The complications of ER included bleeding and perforation, which can be managed using endoscopic treatment. The complications that occurred after gastrectomy included bleeding, duodenal leakage, ileus and hepatic dysfunction, and pancreatic leakage. 5 studies provided the data of the complication rate for EGC. The pooled analysis showed that it was higher in the surgery group than the ER group.

Five studies compared the hospital stay between the two groups, three studies provided the data of mean ± SD, and the mean hospital stay was significantly shorter in the ER group, compared with the surgery group.

Two studies (Choi et al. 2011; Kim et al. 2014) compared the medical cost between the two groups. The results showed that ER patients had lower medical costs than patients who had conventional surgeries for early gastric cancer. Choi et al. (2015) reported that endoscopic treatment for EGC provides a better quality of life, but stomach preservation might provoke cancer recurrence worries.
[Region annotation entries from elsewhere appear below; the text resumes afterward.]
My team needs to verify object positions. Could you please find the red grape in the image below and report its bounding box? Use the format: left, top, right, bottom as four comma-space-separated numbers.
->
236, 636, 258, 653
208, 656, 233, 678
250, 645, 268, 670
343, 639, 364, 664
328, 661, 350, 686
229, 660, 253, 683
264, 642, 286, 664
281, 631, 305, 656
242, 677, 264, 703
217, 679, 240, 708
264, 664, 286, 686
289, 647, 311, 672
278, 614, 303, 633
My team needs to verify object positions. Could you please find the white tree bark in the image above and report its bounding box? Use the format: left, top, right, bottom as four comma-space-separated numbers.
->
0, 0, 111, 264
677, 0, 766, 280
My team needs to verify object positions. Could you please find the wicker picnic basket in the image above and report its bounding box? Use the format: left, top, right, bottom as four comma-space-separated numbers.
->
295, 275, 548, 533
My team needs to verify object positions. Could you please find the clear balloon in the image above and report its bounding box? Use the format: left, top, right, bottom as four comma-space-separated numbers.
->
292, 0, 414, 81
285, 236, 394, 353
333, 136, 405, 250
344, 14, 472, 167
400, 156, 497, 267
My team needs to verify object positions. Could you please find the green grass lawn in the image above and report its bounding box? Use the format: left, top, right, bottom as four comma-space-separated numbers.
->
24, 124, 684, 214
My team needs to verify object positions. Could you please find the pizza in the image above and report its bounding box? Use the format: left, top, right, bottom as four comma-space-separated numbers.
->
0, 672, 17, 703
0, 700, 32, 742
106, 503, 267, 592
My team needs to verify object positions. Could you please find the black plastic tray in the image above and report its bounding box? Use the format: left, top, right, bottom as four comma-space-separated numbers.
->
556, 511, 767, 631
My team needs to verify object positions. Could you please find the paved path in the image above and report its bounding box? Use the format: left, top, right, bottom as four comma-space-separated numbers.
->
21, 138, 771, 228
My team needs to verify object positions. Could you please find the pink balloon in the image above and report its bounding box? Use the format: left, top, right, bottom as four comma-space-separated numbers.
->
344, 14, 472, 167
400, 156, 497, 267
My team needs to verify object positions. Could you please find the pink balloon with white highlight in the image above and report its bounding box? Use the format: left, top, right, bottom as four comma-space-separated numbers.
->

There is an alternative therapeutic approach for the treatment of early gastric cancer which combines the advantages of both surgical and endoscopic treatment also known as laparoscopic endoscopic cooperative surgery (LECS) which was introduced in 2009. It was reported that LECS held great promise for the future of minimally invasive oncologic procedures for the treatment of early gastric cancer (Ntourakis and Mavrogenis 2015). It can be used as an alternative to endoscopic therapy and surgical treatment.

There were certain limitations in our analysis. First, the major limitation of this meta-analysis was that none of the included studies were randomized. This certainly attenuated the evidence level and value of this meta-analysis. Second, included studies were from only 2 countries, Korea and China, so the results need further confirmation in other countries.

In conclusion, based on the findings of our meta-analysis, ER showed advantages over surgery for early gastric cancer and precancerous lesions regarding the procedure-related complication rate and hospital stay. The disadvantages of ER were the higher rate of local recurrence and metachronous lesions. Fortunately, we can treat these with additional endoscopic treatments without affecting overall survival. In the view of the present meta-analysis and all available trials, we suggest that ER is appropriate to most early gastric cancer and precancerous lesions.